While the assorted farmers and losers in the village of the damned were mourning their dead and the ridiculous residents of Weatherfield were coming to terms with deranged David Platt’s latest psychotic episode, the EastEnders crew were drowning in a sea of non-events.

That Bex girl that no one cares about won’t put out to that kid with the hair bun that no one cares about. And – drum roll – she doesn’t want a 16th birthday party. Instead, she’s going out for a Chinese meal with her dim dad Martin and ex interesting character turned total dullard Stacey. And we should give a damn why?

This just in! Moronic Martin has bought Bex a silver teddy bear on a chain because he can’t face the fact that his little girl is growing up. Shame he wasn’t there for most of her childhood. Deadbeat dad.

Naturally, when Hair Bun Boy calls her frigid, Bex bursts into tears. On TV’s top gloom-fest the crying game is a way of life. Just the three sobbing fits in 30 miserable minutes. First virtuous virgin Bex, then that weird gun-toting prat Steven and finally renowned lunatic Lauren. Guess that’s one way to fill the vacuum… with a tsunami of weeping.

In other exciting news… Patrick took Dot Branning to see Brief Encounter but she didn’t see it because her eyes are going. Now she’s off to the opticians. Wow.

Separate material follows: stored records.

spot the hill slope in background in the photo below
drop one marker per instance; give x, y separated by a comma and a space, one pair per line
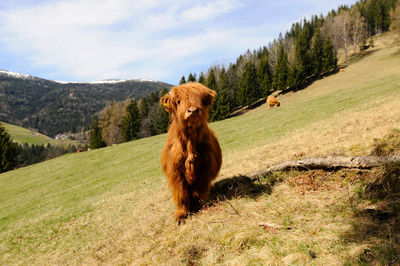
56, 107
22, 135
112, 205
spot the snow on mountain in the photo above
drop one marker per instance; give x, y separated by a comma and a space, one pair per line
14, 74
106, 81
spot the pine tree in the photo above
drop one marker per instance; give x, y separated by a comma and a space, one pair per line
248, 85
329, 60
211, 83
281, 70
264, 73
182, 81
202, 78
8, 151
192, 77
162, 117
130, 124
221, 104
317, 52
96, 140
303, 64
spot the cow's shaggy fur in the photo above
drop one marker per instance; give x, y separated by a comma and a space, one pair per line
272, 101
191, 158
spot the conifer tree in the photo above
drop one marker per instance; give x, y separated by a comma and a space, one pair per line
192, 77
221, 105
329, 60
202, 78
281, 72
96, 140
182, 81
248, 85
264, 73
162, 117
317, 52
211, 83
8, 151
303, 64
130, 124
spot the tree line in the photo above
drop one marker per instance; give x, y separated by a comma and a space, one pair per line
129, 120
308, 51
14, 155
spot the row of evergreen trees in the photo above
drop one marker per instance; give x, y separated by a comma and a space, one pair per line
13, 155
129, 120
306, 52
256, 75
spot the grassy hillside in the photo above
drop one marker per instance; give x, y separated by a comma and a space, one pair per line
112, 206
23, 135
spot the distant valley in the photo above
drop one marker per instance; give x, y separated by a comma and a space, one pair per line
54, 107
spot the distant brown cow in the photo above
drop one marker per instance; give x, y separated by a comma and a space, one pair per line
272, 101
192, 156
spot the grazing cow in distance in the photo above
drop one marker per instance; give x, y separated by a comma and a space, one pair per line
272, 101
192, 157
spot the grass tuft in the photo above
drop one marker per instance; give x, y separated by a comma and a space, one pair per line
388, 145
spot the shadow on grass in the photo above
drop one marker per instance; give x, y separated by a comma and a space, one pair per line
240, 187
376, 227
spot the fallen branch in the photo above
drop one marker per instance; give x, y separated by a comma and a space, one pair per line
331, 163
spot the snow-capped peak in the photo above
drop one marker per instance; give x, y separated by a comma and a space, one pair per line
14, 74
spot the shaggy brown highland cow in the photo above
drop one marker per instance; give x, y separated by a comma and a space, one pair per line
191, 158
272, 101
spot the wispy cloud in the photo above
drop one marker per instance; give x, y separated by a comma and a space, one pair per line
157, 39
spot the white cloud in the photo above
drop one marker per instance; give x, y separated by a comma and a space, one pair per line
92, 39
157, 39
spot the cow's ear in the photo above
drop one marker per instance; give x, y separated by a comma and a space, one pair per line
165, 101
209, 97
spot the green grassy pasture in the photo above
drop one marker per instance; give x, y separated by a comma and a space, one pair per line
112, 206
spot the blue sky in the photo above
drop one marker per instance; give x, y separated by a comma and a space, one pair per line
88, 40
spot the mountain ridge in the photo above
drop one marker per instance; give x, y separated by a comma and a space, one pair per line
54, 107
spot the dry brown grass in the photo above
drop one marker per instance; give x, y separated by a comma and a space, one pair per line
134, 225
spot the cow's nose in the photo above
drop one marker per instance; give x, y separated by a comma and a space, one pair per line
193, 110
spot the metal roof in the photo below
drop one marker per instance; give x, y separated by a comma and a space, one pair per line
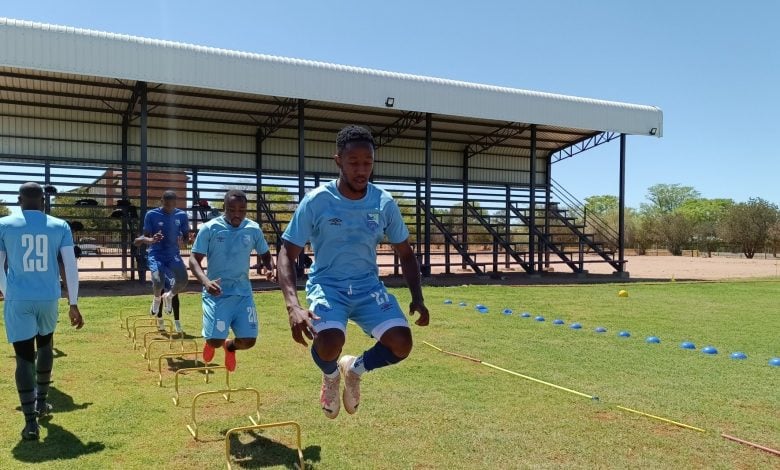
94, 72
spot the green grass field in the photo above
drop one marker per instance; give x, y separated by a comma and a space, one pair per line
436, 410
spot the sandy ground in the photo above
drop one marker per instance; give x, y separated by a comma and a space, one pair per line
640, 268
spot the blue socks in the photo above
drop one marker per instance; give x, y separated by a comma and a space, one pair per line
377, 356
327, 367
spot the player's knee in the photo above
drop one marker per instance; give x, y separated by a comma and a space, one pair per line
25, 350
399, 341
329, 344
244, 343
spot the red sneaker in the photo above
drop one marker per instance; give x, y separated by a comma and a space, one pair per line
230, 358
208, 353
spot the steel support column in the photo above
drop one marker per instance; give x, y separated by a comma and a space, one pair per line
428, 157
144, 160
622, 205
532, 202
464, 226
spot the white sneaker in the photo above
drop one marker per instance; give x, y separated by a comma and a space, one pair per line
155, 307
168, 302
351, 384
329, 396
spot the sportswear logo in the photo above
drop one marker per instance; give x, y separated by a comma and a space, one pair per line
372, 220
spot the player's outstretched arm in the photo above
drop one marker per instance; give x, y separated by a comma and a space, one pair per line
411, 272
300, 318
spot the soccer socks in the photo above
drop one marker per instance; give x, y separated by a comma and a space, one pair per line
329, 368
43, 367
25, 377
375, 357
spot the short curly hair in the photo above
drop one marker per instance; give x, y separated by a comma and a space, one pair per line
352, 133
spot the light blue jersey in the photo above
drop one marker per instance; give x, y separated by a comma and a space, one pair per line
344, 234
32, 241
227, 251
172, 226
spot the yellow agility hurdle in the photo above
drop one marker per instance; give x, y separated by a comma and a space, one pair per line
148, 356
226, 393
208, 370
129, 333
297, 427
159, 337
123, 318
195, 352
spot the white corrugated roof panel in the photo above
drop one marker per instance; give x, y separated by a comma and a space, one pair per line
51, 48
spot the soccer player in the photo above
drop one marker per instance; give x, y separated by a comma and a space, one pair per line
30, 242
344, 220
162, 228
227, 243
167, 286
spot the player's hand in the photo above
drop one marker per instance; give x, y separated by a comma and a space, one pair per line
420, 308
213, 287
300, 323
75, 317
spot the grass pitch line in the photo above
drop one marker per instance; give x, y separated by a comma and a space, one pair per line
676, 423
527, 377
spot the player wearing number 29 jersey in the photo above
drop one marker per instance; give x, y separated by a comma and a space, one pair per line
30, 243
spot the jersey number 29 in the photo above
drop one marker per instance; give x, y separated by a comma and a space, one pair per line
36, 252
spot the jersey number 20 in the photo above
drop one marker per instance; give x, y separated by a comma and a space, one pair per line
36, 252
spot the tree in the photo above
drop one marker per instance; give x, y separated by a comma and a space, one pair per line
747, 225
601, 205
667, 198
706, 215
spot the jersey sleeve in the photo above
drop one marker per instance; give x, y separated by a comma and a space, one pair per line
395, 229
148, 223
184, 224
67, 236
202, 240
299, 230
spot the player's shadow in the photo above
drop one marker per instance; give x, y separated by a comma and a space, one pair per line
57, 444
263, 452
62, 402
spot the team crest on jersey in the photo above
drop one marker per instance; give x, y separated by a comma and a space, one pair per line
372, 220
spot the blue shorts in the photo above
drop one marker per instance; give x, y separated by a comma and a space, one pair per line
375, 310
24, 319
164, 263
229, 311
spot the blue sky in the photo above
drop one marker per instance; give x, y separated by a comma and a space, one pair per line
713, 67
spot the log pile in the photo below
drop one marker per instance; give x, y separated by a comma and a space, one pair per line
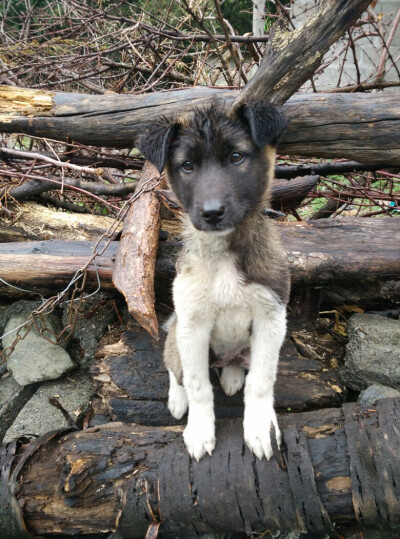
336, 466
137, 479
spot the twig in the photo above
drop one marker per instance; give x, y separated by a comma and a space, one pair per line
34, 155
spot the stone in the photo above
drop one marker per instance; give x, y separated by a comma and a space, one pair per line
372, 353
375, 392
13, 398
35, 359
95, 315
38, 416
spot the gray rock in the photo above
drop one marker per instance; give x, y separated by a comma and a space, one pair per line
38, 416
96, 314
13, 398
35, 359
375, 392
373, 352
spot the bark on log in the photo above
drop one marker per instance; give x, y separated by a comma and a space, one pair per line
341, 250
136, 257
126, 392
364, 127
31, 221
336, 467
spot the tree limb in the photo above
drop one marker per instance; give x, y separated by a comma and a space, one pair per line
284, 69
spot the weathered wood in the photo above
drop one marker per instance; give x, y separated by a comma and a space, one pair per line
31, 221
343, 250
131, 477
364, 127
283, 70
128, 393
135, 260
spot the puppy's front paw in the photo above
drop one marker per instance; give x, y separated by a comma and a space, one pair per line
258, 421
177, 401
232, 379
199, 436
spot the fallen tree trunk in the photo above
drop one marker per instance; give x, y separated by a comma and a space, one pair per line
135, 260
333, 470
31, 221
364, 127
319, 252
126, 393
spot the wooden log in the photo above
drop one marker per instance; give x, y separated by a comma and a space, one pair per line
135, 260
128, 393
283, 70
332, 471
363, 127
343, 250
31, 221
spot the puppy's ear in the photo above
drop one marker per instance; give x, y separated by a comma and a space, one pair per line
266, 121
155, 142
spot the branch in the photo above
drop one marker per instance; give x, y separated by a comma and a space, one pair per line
39, 185
363, 127
284, 69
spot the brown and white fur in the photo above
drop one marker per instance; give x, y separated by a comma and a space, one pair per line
232, 283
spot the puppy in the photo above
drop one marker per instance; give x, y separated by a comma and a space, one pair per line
232, 281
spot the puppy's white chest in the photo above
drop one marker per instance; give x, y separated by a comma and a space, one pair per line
226, 290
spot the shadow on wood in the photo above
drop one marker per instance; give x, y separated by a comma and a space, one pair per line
336, 467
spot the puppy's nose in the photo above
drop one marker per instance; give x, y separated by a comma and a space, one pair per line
212, 213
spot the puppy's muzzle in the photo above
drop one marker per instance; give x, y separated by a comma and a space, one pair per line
213, 212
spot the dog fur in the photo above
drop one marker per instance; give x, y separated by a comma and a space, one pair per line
232, 281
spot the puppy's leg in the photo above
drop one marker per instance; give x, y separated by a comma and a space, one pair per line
193, 337
177, 398
232, 379
259, 415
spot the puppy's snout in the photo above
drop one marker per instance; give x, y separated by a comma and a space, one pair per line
213, 213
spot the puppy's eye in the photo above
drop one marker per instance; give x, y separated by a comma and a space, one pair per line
237, 158
187, 167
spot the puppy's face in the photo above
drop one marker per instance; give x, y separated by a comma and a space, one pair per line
217, 161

Can’t wait to find out how this cliff hanger reaches its nail-biting conclusion. Does the old girl need glasses? Watch this space.

Meanwhile, after returning from beyond the grave for no apparent reason, pointless character Kathy Beale is worried that Ben - the son she heartlessly abandoned for a decade – may not survive the operation to donate part of his liver to his raging alcoholic father Phil Mitchell.

Two thoughts, Kathy. One, if Phil and Ben die what has the community lost? A criminal thug and a killer. No big deal, there are plenty more of them in the local area (Claudette, Ronnie, Vincent etc.) And two, if you really want to stop Ben’s selfless gesture why not do a Gail Platt and lock him in the beer cellar? What could possibly go wrong?

Somewhere between Emmerdale’s garish absurdity, Corrie’s outlandish nonsense and the boring wilderness of EastEnders there’s a happy medium that might hit the spot. You know, a cogent and plausible narrative that the long-suffering viewers could believe in.